Cuccuro v. City of West Haven

Daly, J.

Both cases entail appeals from decisions of the compensation review division affirming actions by the workers’ compensation commissioner for the third district in denying the defendant employer’s motions to correct the findings by opening and modifying the judgments rendered on the basis of stipulations by the parties.

The plaintiff Pauline D. Cuccuro is the dependent widow of Anthony Cuccuro who, as a member of the West Haven police department, suffered a heart attack on September 21, 1971. He was retired on August 2, 1972, and died on January 23, 1977. A notice of claim for benefits under General Statutes § 7-433c was filed on May 18,1976, with the commissioner. A stipulation was filed on June 13,1979, and benefits were awarded on July 10,1979. On July 22,1980, the defendant filed a motion to correct the finding and open and modify the award.

The plaintiff George Spragg was a member of the West Haven police department and suffered a heart condition on January 2,1973. A notice of claim was submitted on June 14,1974. A stipulation was filed on September 14, 1978, pursuant to which benefits were awarded on October 20, 1978.

*267Both awards are challenged on the basis that the notices of claim were not filed within the statutory-period of one year as required by General Statutes §§ 7-433c and 31-294 and, as a result, the commissioner allegedly lacked jurisdiction to make any awards. From the denial of the defendant’s motions to correct the findings, the defendant city of West Haven appealed to the review division, which affirmed the actions of the commissioner.

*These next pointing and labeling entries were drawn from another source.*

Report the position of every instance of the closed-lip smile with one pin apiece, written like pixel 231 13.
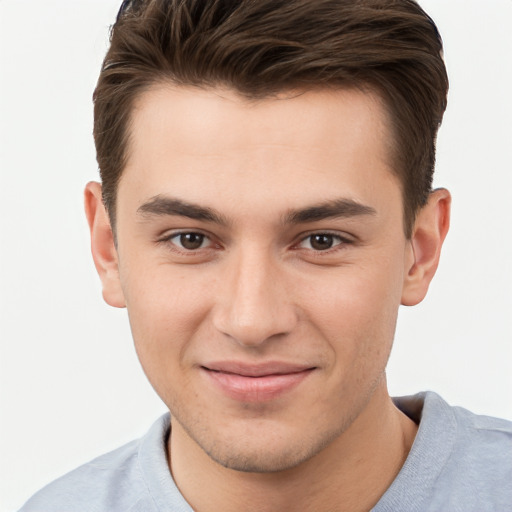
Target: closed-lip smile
pixel 255 382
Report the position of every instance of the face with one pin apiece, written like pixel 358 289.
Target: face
pixel 262 259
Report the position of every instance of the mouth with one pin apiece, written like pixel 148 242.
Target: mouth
pixel 255 383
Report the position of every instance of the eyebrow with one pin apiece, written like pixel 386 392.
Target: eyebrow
pixel 163 205
pixel 328 210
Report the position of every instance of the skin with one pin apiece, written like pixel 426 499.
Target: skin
pixel 258 287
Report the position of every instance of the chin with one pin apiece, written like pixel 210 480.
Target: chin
pixel 262 454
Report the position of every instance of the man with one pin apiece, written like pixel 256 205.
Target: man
pixel 265 208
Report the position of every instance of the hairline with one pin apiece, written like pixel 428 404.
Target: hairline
pixel 165 82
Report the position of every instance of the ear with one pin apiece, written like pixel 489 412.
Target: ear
pixel 429 232
pixel 103 248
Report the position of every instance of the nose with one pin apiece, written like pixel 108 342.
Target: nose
pixel 254 303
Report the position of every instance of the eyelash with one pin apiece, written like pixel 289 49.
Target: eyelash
pixel 338 241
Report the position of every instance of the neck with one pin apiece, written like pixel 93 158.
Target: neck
pixel 349 475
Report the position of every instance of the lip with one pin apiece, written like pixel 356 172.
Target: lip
pixel 255 383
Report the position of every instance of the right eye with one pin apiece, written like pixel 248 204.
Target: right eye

The defendant now appeals the decisions of the review division to this court.

The issue on appeal is whether the stipulations by the parties which recited that the notices of claim were filed more than a year after the injuries were suffered deprived the commissioner of jurisdiction to render the awards.

“The procedure for determining recovery under [General Statutes] § 7-433c is the same as that outlined in chapter 568 [the Workers’ Compensation Act], presumably because ‘the legislature saw fit to limit the “procedural avenue” for bringing claims under § 7-433c to that already existing under chapter 568 rather than require the duplication of the administrative machinery available . . . and further burden the courts and the municipalities . . . .’ Plainville v. Travelers Indemnity Co. [178 Conn. 664, 671-72, 425 A.2d 131 (1979)].” Bakelaar v. West Haven, 193 Conn. 59, 68, 475 A.2d 283 (1984). “Thus, § 7-433c directs claimants to the provisions of the Workers’ Compensation Act to determine how to proceed with a claim for benefits. Since § 31-294 states that ‘[n]o proceedings for compensation . . . shall be maintained unless a written notice of claim for compensation is given within one year from the date of the accident . . .’we conclude that compliance with this section is also a prerequisite to entitlement to benefits under § 7-433c.” Janco v. Fairfield, 39 Conn. Sup. 403, 406, 466 A.2d 1 (1983).

*268Giving notice of the claim and the time of filing are essential to maintaining a right of action against an employer. Where a statutory right of action sets a time within which that right must be carried out, a limitation on the action is created and must be strictly enforced. Walsh v. A. Waldron & Sons, 112 Conn. 579, 584, 153 A. 298 (1931). “Not being merely a procedural matter, the doctrine of waiver upon which the claimant relies, cannot avail, since jurisdiction cannot be waived, nor can it be conferred by agreement.” Id.

Neither the commissioner nor the review division found that a notice of claim was filed within the statutory period of one year. Section 31-294 of the General Statutes, however, contains an exception to the one year notice requirement: “[I]f within the applicable period an employee has been furnished, for the injury with respect to which compensation is claimed, with medical or surgical care as hereafter provided in this section, no want of such notice of claim shall be a bar to the maintenance of proceedings . . . .”

The defendant has not established that it did not furnish medical care to the plaintiffs. That alternative method of notice could have conferred jurisdiction on the commissioner to render the awards challenged here. When jurisdiction is possible, and the court has taken jurisdiction over a cause, every presumption supports the judgment which it renders. Connecticut Light & Power Co. v. Costle, 179 Conn. 415, 421, 426 A.2d 1324 (1980); Tuccio v. Zehrung, 164 Conn. 231, 232, 319 A.2d 406 (1973); Stone v. Hawkins, 56 Conn. 111, 115, 14 A. 297 (1888). This presumption is strengthened by the fact that the parties stipulated to the award and that none contested the jurisdiction of the commissioner. Applying the aforesaid to these appeals, the defendant has failed to sustain its burden of showing that there was error in the decision of the review divi*269sion from which the appeals were taken. Schwarzschild v. Martin, 191 Conn. 316, 326, 464 A.2d 774 (1983).

On the basis of the exceptions to the statutory notice requirements, the commissioner had jurisdiction to render the awards to the plaintiffs.

There is no error.

In this opinion Spallone, J., concurred.